NBA Commissioner Adam Silver isn't considering a switch to the NFL to become that league's commissioner, according to ESPN.com's Ramona Shelburne, who also reported that "several different NFL owners have tried to persuade Silver to do so over the course of his five years as the NBA's commissioner."
Silver dismissed any interest in flipping sports:
"I'll just say I have not given it any thought. I feel very fortunate to be in this position. As a longtime fan, as a longtime league employee, the opportunity to become the commissioner of this league was beyond anything I even ever dreamed of as a kid.
"I've loved every day I've been in this job, and I think there's nothing but enormous opportunity ahead for this league. And ultimately, I realize I'm just passing through like every player who's gone through this league and ultimately like every owner, and I feel an enormous obligation to the fans and to this greater NBA family to do my best and try my hardest every day. But that's where 100 percent of my focus is."
Shelburne noted Silver did not explicitly give any indication NFL owners had approached him about the position.
The NFL has reportedly made inquiries in the past.
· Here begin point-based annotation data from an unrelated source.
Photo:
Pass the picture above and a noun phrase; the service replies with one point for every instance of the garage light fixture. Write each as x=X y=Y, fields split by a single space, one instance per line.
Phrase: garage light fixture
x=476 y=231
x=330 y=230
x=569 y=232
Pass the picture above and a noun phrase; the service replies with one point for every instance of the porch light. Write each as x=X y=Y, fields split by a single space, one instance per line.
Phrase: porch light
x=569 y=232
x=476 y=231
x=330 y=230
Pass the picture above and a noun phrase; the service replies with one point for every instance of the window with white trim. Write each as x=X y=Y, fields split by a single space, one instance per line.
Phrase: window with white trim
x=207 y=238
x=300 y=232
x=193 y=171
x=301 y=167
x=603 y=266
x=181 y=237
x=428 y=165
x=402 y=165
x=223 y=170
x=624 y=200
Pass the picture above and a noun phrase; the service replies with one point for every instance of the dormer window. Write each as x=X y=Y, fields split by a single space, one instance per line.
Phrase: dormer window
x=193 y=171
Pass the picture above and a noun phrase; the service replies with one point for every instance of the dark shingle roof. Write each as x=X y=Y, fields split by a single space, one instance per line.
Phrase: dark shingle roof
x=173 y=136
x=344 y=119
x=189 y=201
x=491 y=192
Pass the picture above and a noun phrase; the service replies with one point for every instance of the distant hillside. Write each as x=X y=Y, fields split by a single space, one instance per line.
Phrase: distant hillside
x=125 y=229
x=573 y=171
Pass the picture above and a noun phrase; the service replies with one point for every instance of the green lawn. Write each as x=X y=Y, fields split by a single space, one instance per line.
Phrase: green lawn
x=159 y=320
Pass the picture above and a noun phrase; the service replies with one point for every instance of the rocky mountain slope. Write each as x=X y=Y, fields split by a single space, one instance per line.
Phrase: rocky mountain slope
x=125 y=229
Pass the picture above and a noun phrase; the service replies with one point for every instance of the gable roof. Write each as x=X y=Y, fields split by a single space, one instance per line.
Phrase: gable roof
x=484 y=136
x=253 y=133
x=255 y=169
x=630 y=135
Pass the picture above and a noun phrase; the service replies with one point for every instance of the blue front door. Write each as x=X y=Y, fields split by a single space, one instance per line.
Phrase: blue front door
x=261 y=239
ESPN The Magazine's Don Van Natta Jr. and Seth Wickersham reported in November 2017 that "a confidant of one owner reached out to gauge whether Adam Silver, the NBA commissioner, would be interested in running the NFL, to which Silver immediately said no."
Any switch seems unlikely given Silver is under contract through the 2023-24 season and the NBA is thriving under his watch. Shelburne noted that league revenues have nearly doubled in his five years on the job from $4.8 billion to a projected $9.1 billion.
While the NFL continues to bring in enormous ratings and remains the biggest of the American sports leagues, it has also been plagued by a number of controversies in recent years, from the debate over players' kneeling during the national anthem to protest racial discrimination and police brutality to the league's slow response to concerns over head trauma and concussions.
The NBA, however, has been far more supportive of its players' taking political stances and speaking out against inequality and other issues.
"I think the NBA recognizes the intersectionality of race, culture and socioeconomic status of its players," said Malo Andre Hutson, an associate professor of urban planning at Columbia University, to Talya Minsberg of the New York Times in December. "I think it comes all the way from the commissioners to coaches."
As Minsberg noted, that has earned the NBA the title of "wokest" sports league, a description Silver is happy to embrace.
"I didn't know we were given that designation," he said, laughing. "But I understand the sentiment and we're proud of that."